SECS outreach programs boost engineering interest among youth

Stephanie Sokol for OUSECS

outreachweb3Oakland University’s School of Engineering and Computer Science (SECS) provides a great place for students to learn more about the field of engineering— and not just those admitted into the program.

From camps, to field trips and special “engineering days,” OUSECS has a variety of outreach programs to get children and teens interested in engineering and related fields. 

“My favorite part (about outreach) is watching the students get excited about what they’re doing,” said Chris Kobus, director of outreach and associate professor of engineering. “I used to do a majority of the material, but now I have a staff of students and I get to watch and see the progress of the students. The kids are very happy — it’s a great feeling.”

The hands-on activities started about 4 years ago, when the school started offering general engineering and computer science exploration summer camps. 

A relationship began with Pontiac Schools, and gradually, camps expanded from general exploration camps to more focused programs. 

After positive feedback from the parents and kids, the camps have expanded greatly — providing more options and facilitating an increase from 100 to about 700 attendees in the summer alone. 

“From mid June to mid-August, the students are here all day, everyday,” Kobus said.

STEM camps take place on OU’s main campus, the OUInc business incubator and the Macomb County satellite Anton Frankel Center. OU engineering undergrads and other local engineering students lead the camps, instructing the hands-on activity, which they plan with direction from Kobus.

While the camps benefit the community, they also help the program grow. With jobs increasing in the engineering field, more graduates are needed, so gaging students’ interest — and indulging and encouraging them in those interests early on — is crucial.

“Around 7th and 8th grade, parents start talking to their kids about what they want to do,” Kobus said. “Having an opportunity to come out to a STEM camp — either a focused camp or general exploration camp where they learn a bit of everything — helps kids get acquainted with what the substance is, and get excited because now they get to decide what math and science courses they might take next year, and into high school. If they want to be in the STEM field, they’ll need to take a certain pathway to get there, so this both prepares them and lights their fire for the subject.”

Science, Technology, Engineering and Math (STEM) camps focus on hands-on, project-based learning. Students have the opportunity to apply material and themes to real-world situations, through experiments and projects, for a unique learning experience.

Noelle Rossetto, who is home-schooled, found out about STEM camps from her sister. Attending them was enjoyable for her, and the work she did made her more interested in engineering and computer science.

“It was really fun,” Rossetto said. “I did a lot of stuff that I haven’t done before, and that I honestly didn’t think I could do. Making web pages was my favorite, because I liked writing the code. I would definitely come back again.”
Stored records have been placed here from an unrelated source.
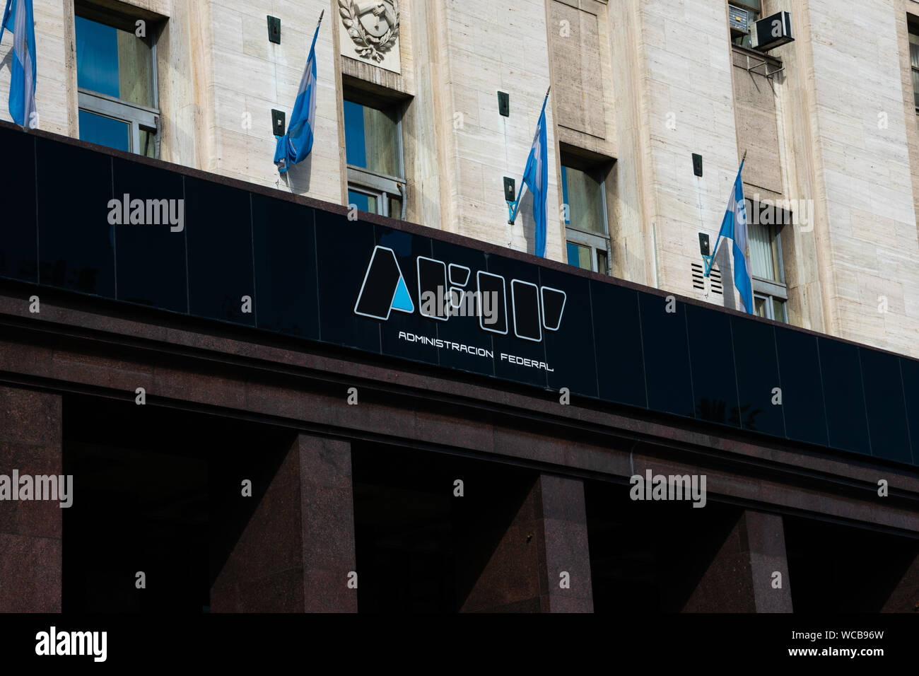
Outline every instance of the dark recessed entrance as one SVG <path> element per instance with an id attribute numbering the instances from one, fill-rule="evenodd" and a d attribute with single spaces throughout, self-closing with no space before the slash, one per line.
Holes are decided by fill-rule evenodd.
<path id="1" fill-rule="evenodd" d="M 133 402 L 63 400 L 62 611 L 201 613 L 292 434 Z M 243 478 L 253 480 L 242 498 Z M 137 573 L 146 589 L 136 587 Z"/>
<path id="2" fill-rule="evenodd" d="M 535 536 L 522 560 L 499 560 L 507 538 L 526 541 L 516 530 L 532 509 L 535 473 L 392 446 L 355 445 L 352 461 L 359 612 L 509 610 L 508 602 L 539 610 Z"/>

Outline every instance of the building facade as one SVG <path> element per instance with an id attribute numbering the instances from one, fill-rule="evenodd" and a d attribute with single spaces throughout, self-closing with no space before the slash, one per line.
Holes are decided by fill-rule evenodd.
<path id="1" fill-rule="evenodd" d="M 0 608 L 914 610 L 919 3 L 862 5 L 35 0 L 0 474 L 75 493 L 0 503 Z M 760 319 L 700 251 L 744 156 Z"/>

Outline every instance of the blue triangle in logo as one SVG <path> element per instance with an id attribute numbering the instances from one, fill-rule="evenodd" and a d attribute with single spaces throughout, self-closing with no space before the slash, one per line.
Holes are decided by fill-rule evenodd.
<path id="1" fill-rule="evenodd" d="M 399 312 L 414 312 L 414 304 L 412 303 L 412 296 L 408 293 L 405 280 L 402 275 L 399 275 L 399 286 L 396 287 L 395 295 L 392 296 L 392 309 Z"/>

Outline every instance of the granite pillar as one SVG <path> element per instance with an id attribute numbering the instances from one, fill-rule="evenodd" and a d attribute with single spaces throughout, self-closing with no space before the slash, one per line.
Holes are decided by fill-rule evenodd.
<path id="1" fill-rule="evenodd" d="M 782 517 L 751 510 L 742 512 L 683 611 L 791 613 Z"/>
<path id="2" fill-rule="evenodd" d="M 0 387 L 0 475 L 62 474 L 61 411 L 56 395 Z M 0 500 L 0 613 L 61 612 L 62 520 L 57 499 Z"/>
<path id="3" fill-rule="evenodd" d="M 210 590 L 215 613 L 356 613 L 351 446 L 300 434 Z"/>
<path id="4" fill-rule="evenodd" d="M 593 612 L 583 482 L 543 474 L 508 499 L 509 522 L 488 540 L 460 612 Z"/>

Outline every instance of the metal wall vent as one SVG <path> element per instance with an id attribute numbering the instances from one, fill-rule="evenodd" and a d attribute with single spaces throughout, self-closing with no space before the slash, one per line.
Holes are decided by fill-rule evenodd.
<path id="1" fill-rule="evenodd" d="M 721 286 L 721 271 L 714 265 L 711 267 L 711 274 L 709 276 L 708 286 L 708 291 L 711 293 L 717 293 L 718 295 L 724 294 L 724 289 Z M 705 268 L 702 267 L 701 263 L 692 264 L 692 287 L 693 289 L 698 289 L 702 292 L 706 292 L 707 291 Z"/>

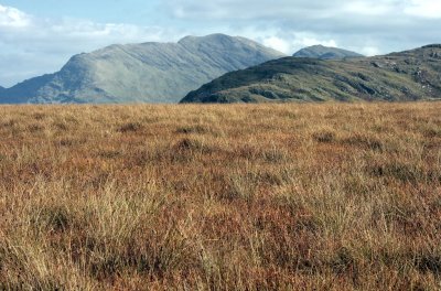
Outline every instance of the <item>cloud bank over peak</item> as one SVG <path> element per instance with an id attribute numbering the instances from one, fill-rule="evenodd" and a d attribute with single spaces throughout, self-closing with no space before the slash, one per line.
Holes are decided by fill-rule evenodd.
<path id="1" fill-rule="evenodd" d="M 67 60 L 114 43 L 175 41 L 178 30 L 90 20 L 41 19 L 0 6 L 0 85 L 58 71 Z M 13 71 L 7 69 L 14 67 Z"/>

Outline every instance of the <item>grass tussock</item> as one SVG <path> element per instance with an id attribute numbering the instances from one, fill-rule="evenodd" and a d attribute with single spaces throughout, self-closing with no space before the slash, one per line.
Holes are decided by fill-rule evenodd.
<path id="1" fill-rule="evenodd" d="M 439 290 L 441 105 L 0 107 L 0 290 Z"/>

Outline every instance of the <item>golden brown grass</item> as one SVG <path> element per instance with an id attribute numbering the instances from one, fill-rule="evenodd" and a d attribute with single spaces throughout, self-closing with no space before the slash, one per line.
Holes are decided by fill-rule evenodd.
<path id="1" fill-rule="evenodd" d="M 440 112 L 0 107 L 0 289 L 439 290 Z"/>

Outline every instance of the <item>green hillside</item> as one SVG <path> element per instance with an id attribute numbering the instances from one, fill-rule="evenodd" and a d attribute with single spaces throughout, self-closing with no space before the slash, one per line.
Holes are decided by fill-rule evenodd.
<path id="1" fill-rule="evenodd" d="M 441 45 L 385 56 L 283 57 L 228 73 L 182 103 L 404 101 L 441 98 Z"/>

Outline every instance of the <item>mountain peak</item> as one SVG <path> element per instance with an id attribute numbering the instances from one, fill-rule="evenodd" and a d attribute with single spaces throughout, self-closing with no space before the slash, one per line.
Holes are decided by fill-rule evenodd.
<path id="1" fill-rule="evenodd" d="M 320 60 L 342 60 L 351 57 L 363 57 L 364 55 L 347 50 L 316 44 L 300 50 L 293 56 L 320 58 Z"/>
<path id="2" fill-rule="evenodd" d="M 176 103 L 225 73 L 282 56 L 244 37 L 114 44 L 77 54 L 60 72 L 1 90 L 1 103 Z"/>
<path id="3" fill-rule="evenodd" d="M 338 62 L 283 57 L 228 73 L 182 103 L 441 100 L 441 45 L 426 47 Z"/>
<path id="4" fill-rule="evenodd" d="M 421 48 L 441 48 L 441 44 L 437 44 L 437 43 L 428 44 L 428 45 L 422 46 Z"/>

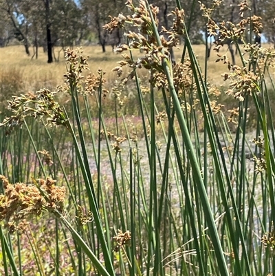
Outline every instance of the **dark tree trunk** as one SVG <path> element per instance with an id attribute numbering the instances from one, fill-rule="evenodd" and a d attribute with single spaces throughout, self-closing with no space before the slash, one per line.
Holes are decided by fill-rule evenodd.
<path id="1" fill-rule="evenodd" d="M 30 53 L 29 45 L 28 44 L 28 41 L 25 42 L 25 41 L 24 41 L 24 47 L 25 47 L 25 51 L 26 54 L 28 56 L 30 56 Z"/>
<path id="2" fill-rule="evenodd" d="M 107 42 L 107 32 L 104 32 L 103 36 L 101 34 L 101 26 L 100 26 L 100 21 L 98 17 L 98 6 L 96 6 L 96 29 L 98 30 L 98 42 L 99 44 L 101 45 L 101 47 L 102 49 L 102 52 L 104 53 L 106 52 L 106 42 Z"/>
<path id="3" fill-rule="evenodd" d="M 164 13 L 163 13 L 163 16 L 164 16 L 164 27 L 166 30 L 169 30 L 169 26 L 168 26 L 168 19 L 167 19 L 167 10 L 168 10 L 168 5 L 166 1 L 165 1 L 164 3 L 165 8 L 164 10 Z M 171 61 L 172 63 L 175 63 L 175 54 L 174 54 L 174 51 L 173 50 L 173 48 L 170 48 L 169 50 L 169 52 L 170 52 L 170 56 L 171 58 Z"/>
<path id="4" fill-rule="evenodd" d="M 38 43 L 37 41 L 37 34 L 35 35 L 34 37 L 34 54 L 32 56 L 32 59 L 35 56 L 35 59 L 37 59 L 38 57 Z"/>
<path id="5" fill-rule="evenodd" d="M 26 54 L 30 56 L 30 50 L 29 50 L 29 42 L 28 41 L 28 25 L 26 27 L 26 35 L 25 35 L 21 30 L 20 30 L 20 28 L 16 25 L 16 22 L 15 22 L 15 19 L 14 18 L 14 15 L 13 13 L 12 12 L 12 11 L 10 10 L 10 6 L 8 6 L 8 8 L 7 10 L 5 10 L 8 14 L 9 14 L 10 19 L 12 20 L 12 25 L 14 27 L 15 30 L 16 30 L 16 32 L 19 34 L 19 36 L 20 36 L 20 41 L 23 41 L 23 44 L 24 44 L 24 47 L 25 47 L 25 51 L 26 52 Z"/>
<path id="6" fill-rule="evenodd" d="M 45 0 L 46 6 L 46 28 L 47 28 L 47 63 L 52 63 L 52 45 L 51 38 L 51 29 L 50 23 L 50 0 Z"/>

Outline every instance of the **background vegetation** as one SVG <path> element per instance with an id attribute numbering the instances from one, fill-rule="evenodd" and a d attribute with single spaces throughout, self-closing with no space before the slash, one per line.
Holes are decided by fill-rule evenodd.
<path id="1" fill-rule="evenodd" d="M 2 3 L 30 36 L 1 50 L 0 273 L 275 275 L 269 2 L 62 3 Z"/>

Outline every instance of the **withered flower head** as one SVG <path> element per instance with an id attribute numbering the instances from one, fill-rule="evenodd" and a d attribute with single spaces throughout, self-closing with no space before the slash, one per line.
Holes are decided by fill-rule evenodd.
<path id="1" fill-rule="evenodd" d="M 10 232 L 24 231 L 27 222 L 43 211 L 63 213 L 65 187 L 56 186 L 51 178 L 32 184 L 12 184 L 1 175 L 0 180 L 5 189 L 5 193 L 0 195 L 0 221 L 5 220 Z"/>
<path id="2" fill-rule="evenodd" d="M 120 247 L 124 245 L 130 246 L 131 237 L 131 232 L 129 230 L 125 233 L 123 233 L 121 230 L 118 230 L 118 235 L 113 237 L 113 240 L 118 244 L 115 251 L 118 251 Z"/>

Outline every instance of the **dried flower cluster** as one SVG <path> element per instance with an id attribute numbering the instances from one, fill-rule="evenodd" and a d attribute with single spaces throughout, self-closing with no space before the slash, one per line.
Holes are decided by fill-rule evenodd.
<path id="1" fill-rule="evenodd" d="M 271 251 L 275 248 L 275 232 L 273 231 L 265 233 L 261 238 L 262 243 Z"/>
<path id="2" fill-rule="evenodd" d="M 79 220 L 80 225 L 83 226 L 88 222 L 91 222 L 94 220 L 93 213 L 89 211 L 86 214 L 84 211 L 84 207 L 78 205 L 78 215 L 76 217 Z"/>
<path id="3" fill-rule="evenodd" d="M 81 48 L 77 49 L 76 52 L 69 49 L 65 51 L 67 67 L 64 76 L 70 86 L 79 83 L 84 78 L 82 74 L 83 71 L 89 70 L 88 57 L 83 57 L 81 54 L 78 55 L 78 53 L 82 53 Z"/>
<path id="4" fill-rule="evenodd" d="M 8 100 L 8 108 L 13 115 L 6 117 L 0 127 L 7 127 L 8 135 L 14 128 L 21 126 L 27 117 L 46 118 L 47 125 L 67 126 L 67 119 L 63 110 L 54 99 L 56 92 L 42 89 L 35 94 L 28 93 L 19 96 L 12 96 L 12 100 Z"/>
<path id="5" fill-rule="evenodd" d="M 248 71 L 246 67 L 241 67 L 238 65 L 232 67 L 232 73 L 223 74 L 223 80 L 230 81 L 230 89 L 226 92 L 228 95 L 232 95 L 235 98 L 243 101 L 246 95 L 259 92 L 258 81 L 259 76 L 254 72 Z"/>
<path id="6" fill-rule="evenodd" d="M 56 186 L 56 181 L 51 178 L 34 180 L 34 184 L 12 184 L 1 175 L 0 180 L 5 189 L 5 193 L 0 195 L 0 221 L 5 220 L 10 233 L 24 231 L 28 220 L 43 211 L 63 213 L 65 187 Z"/>
<path id="7" fill-rule="evenodd" d="M 123 233 L 121 230 L 118 230 L 118 235 L 113 237 L 113 240 L 118 244 L 118 246 L 115 248 L 115 251 L 118 251 L 120 247 L 124 245 L 131 245 L 131 233 L 129 231 L 126 231 L 125 233 Z"/>
<path id="8" fill-rule="evenodd" d="M 164 83 L 166 81 L 164 75 L 160 76 L 158 73 L 164 72 L 163 59 L 164 58 L 170 59 L 169 49 L 179 44 L 179 36 L 184 34 L 184 12 L 178 9 L 172 12 L 172 14 L 175 17 L 173 25 L 170 30 L 162 28 L 161 32 L 162 34 L 160 36 L 162 45 L 159 46 L 153 31 L 153 24 L 155 24 L 157 27 L 158 25 L 158 8 L 152 5 L 149 6 L 154 21 L 152 22 L 149 10 L 147 8 L 144 1 L 141 0 L 138 7 L 135 7 L 131 1 L 128 1 L 126 6 L 133 12 L 132 15 L 124 17 L 120 14 L 118 17 L 111 17 L 111 22 L 105 25 L 104 28 L 111 32 L 116 28 L 126 30 L 126 24 L 138 27 L 139 28 L 138 32 L 131 32 L 131 30 L 125 32 L 124 35 L 129 41 L 129 45 L 119 45 L 116 52 L 122 52 L 129 50 L 138 49 L 144 52 L 145 54 L 144 56 L 138 59 L 138 61 L 133 61 L 131 56 L 123 54 L 124 60 L 120 61 L 118 63 L 120 66 L 115 67 L 113 70 L 117 72 L 118 76 L 120 76 L 122 74 L 122 67 L 125 65 L 131 68 L 144 67 L 150 70 L 153 74 L 155 73 L 155 75 L 153 75 L 152 82 L 155 83 L 158 87 L 162 87 L 164 83 L 160 85 L 157 84 L 162 83 L 162 79 L 164 80 Z M 130 74 L 129 76 L 133 77 L 133 74 Z"/>

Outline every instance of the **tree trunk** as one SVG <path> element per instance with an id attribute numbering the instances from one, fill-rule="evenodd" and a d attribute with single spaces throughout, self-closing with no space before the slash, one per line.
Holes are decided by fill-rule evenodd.
<path id="1" fill-rule="evenodd" d="M 46 28 L 47 28 L 47 63 L 52 63 L 52 45 L 51 38 L 51 29 L 50 23 L 50 0 L 45 1 L 46 6 Z"/>
<path id="2" fill-rule="evenodd" d="M 28 56 L 30 56 L 30 50 L 29 50 L 29 45 L 28 44 L 28 41 L 25 42 L 25 41 L 24 41 L 24 47 L 25 47 L 25 51 L 26 54 Z"/>

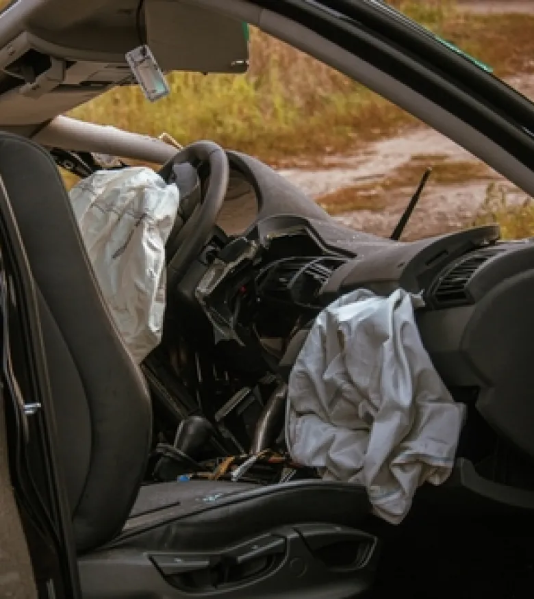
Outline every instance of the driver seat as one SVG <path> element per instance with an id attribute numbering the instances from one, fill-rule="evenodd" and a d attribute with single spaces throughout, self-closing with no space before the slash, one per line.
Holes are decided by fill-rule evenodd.
<path id="1" fill-rule="evenodd" d="M 141 486 L 149 394 L 104 303 L 51 157 L 0 133 L 34 279 L 84 598 L 359 596 L 377 541 L 365 489 L 304 481 Z"/>

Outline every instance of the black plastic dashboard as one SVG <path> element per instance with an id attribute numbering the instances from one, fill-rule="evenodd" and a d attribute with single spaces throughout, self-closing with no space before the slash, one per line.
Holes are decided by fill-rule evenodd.
<path id="1" fill-rule="evenodd" d="M 257 215 L 241 235 L 216 230 L 181 281 L 181 313 L 196 335 L 229 344 L 236 368 L 257 355 L 276 370 L 340 296 L 403 288 L 424 299 L 421 338 L 453 395 L 470 398 L 493 431 L 534 458 L 534 242 L 501 242 L 496 225 L 383 239 L 339 225 L 259 161 L 229 158 L 253 189 Z"/>

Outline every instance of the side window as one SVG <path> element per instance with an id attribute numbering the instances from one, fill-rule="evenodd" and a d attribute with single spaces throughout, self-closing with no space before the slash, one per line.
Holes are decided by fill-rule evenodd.
<path id="1" fill-rule="evenodd" d="M 390 3 L 534 98 L 534 14 L 502 14 L 514 3 L 494 3 L 500 14 L 488 12 L 492 3 Z M 431 168 L 403 239 L 488 221 L 500 222 L 505 237 L 532 234 L 531 200 L 468 152 L 337 71 L 251 34 L 244 75 L 175 73 L 170 96 L 154 104 L 123 88 L 73 116 L 166 131 L 181 144 L 211 138 L 279 169 L 340 222 L 381 235 L 391 234 Z"/>

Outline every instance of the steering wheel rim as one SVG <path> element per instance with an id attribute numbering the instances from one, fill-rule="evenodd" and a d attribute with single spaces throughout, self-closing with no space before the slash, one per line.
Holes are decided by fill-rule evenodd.
<path id="1" fill-rule="evenodd" d="M 167 262 L 167 285 L 170 288 L 185 274 L 204 247 L 215 226 L 226 197 L 230 166 L 226 152 L 214 142 L 201 140 L 183 148 L 161 169 L 160 175 L 168 179 L 173 164 L 207 162 L 209 166 L 207 188 L 176 237 L 177 251 Z"/>

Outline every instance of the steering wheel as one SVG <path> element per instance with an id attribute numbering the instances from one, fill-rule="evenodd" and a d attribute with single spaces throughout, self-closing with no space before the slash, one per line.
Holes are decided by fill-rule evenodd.
<path id="1" fill-rule="evenodd" d="M 228 157 L 217 144 L 204 140 L 186 146 L 160 170 L 160 175 L 168 181 L 173 166 L 186 162 L 195 168 L 200 164 L 207 164 L 209 178 L 203 197 L 199 195 L 199 203 L 190 218 L 173 240 L 173 253 L 167 262 L 167 285 L 170 288 L 181 279 L 209 239 L 228 190 Z"/>

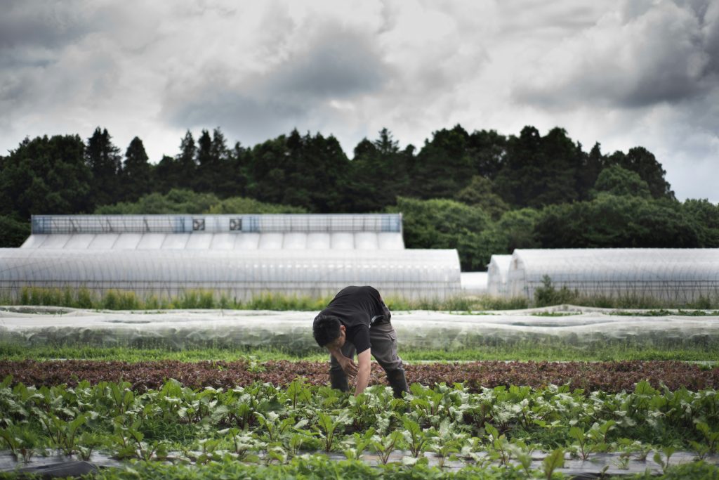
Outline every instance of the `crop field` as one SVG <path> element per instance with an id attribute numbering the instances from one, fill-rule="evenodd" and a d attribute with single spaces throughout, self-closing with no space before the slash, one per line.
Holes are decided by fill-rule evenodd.
<path id="1" fill-rule="evenodd" d="M 398 312 L 402 399 L 329 388 L 306 313 L 0 317 L 0 478 L 719 479 L 715 312 Z"/>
Rochester Hills resident Kristin Schreck enrolled her children in STEM camps for the first time this summer, and said they will
attend again next year.

Abby Schreck, 11, and Nate Schreck, 9, both took part in an Engineering Exploration week and had a great time learning new things.

“I think the most valuable part of the camp was that my kids were able to see a side of science and technology that they don’t webget a lot of exposure to in school,” Schreck said. “The topics were current and relevant, and taught by experts in the field. Lessons were explained to them in a technical way, but in a way they could understand and get excited about and have fun with. The counselors were excellent too, and explained so much about OU’s campus during the tours.”

Kobus said the camps have continued to grow, and in turn, have boosted enrollment in the OU Engineering and Computer Science Programs. 

He said he plans to continue adding more outreach programs each year — from STEM camps to field trips and visits to schools — because of the positive effects they have on everyone involved.

“The whole point is to get more students excited about STEM,” Kobus said. “For every student who graduates, there’s two or more job openings — we can’t possibly fill them all without increasing enrollment. It (STEM) has done quite a bit for our enrollment. Since this program got rolled out a few years ago, our enrollment has almost doubled. From 2009-2014, we’ve almost doubled the number of students we have. We’re growing this year— about 20 percent. You don’t see that kind of growth in other units on campus. So what’s different? The outreach program. We’re getting the name out there.”